In that report, the supervisory body censures the Board for the “improper” use of this type of emergency contracts a year after the impact of the health crisis, and stressed that such a decision has “no justification” because, in May 2021, “the pandemic was already very moderate,” and because it was more “predictable” than in 2020, therefore, “they should have already been contracted in accordance with the ordinary procedure.” The Andalusian Government reacted to the publication of this report with the same argument as its allegations, which the auditors had already debunked: “We did it to save lives.”

The legal case against the Andalusian Government for the hit-and-run contracts covers this entire journey, which the socialists have already defended in the Andalusian Parliament, unsuccessfully urging the PP to accept a commission of inquiry in the Chamber before turning to the courts. Their complaint compiles the first SAS expense files, the extensions, the addendums that inflated the budget and, finally, the report of the Board’s own Intervention relating to the 2021 financial year, which came to light when they had already registered the complaint. , and was incorporated subsequently, in an extension of the same carried out on July 31.
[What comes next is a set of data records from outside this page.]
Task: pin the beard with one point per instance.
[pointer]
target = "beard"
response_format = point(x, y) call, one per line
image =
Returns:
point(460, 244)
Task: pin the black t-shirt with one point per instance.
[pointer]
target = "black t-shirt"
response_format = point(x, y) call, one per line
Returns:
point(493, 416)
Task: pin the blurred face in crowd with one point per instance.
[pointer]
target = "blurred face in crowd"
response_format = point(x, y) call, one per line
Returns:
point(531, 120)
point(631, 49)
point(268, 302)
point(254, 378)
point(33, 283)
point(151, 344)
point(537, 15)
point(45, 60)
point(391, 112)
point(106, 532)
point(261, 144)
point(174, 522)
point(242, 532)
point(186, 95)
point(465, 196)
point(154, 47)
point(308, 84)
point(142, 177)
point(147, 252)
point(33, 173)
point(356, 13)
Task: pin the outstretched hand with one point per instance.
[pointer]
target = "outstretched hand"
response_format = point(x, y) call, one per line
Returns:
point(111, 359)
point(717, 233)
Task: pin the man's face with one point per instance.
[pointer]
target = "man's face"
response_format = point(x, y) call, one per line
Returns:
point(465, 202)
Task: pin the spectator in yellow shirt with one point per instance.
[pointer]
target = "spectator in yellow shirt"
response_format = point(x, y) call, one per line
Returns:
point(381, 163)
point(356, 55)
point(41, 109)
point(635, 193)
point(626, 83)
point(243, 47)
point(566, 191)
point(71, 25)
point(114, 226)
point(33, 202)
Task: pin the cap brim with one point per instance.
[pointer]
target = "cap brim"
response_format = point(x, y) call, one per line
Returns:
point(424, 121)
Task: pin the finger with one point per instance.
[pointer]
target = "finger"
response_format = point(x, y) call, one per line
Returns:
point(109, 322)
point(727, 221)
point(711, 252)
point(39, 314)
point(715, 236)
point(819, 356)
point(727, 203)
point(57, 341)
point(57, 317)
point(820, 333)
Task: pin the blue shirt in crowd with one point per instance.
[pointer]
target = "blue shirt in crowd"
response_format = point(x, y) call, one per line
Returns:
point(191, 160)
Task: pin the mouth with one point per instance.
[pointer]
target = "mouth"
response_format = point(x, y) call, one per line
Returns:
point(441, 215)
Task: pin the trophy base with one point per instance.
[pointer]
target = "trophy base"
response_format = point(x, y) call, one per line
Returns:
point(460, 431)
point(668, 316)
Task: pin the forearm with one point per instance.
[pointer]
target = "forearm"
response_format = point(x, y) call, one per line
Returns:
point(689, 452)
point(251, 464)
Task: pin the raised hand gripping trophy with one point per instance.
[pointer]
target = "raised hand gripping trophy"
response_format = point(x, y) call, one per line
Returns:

Judge Santamaría has already requested documentation on emergency contracts with private clinics from the General Intervention of the Junta de Andalucía, the Court of Accounts and the Central Intervention of the Andalusian Health Service (SAS). The requirement for these documents already appears in the order to initiate preliminary proceedings for an alleged crime of administrative prevarication, without prejudice to what may arise from the investigations during the investigation phase of the case.

Anticorruption, which has just taken over the investigation into the hand-picked contracts, will have access to the documentation requested by the judge, who is directing the investigation. From now on, the prosecutor can urge the magistrate to follow a specific line of investigation, based on his own investigations, but it will be the court that accepts or rejects his approach.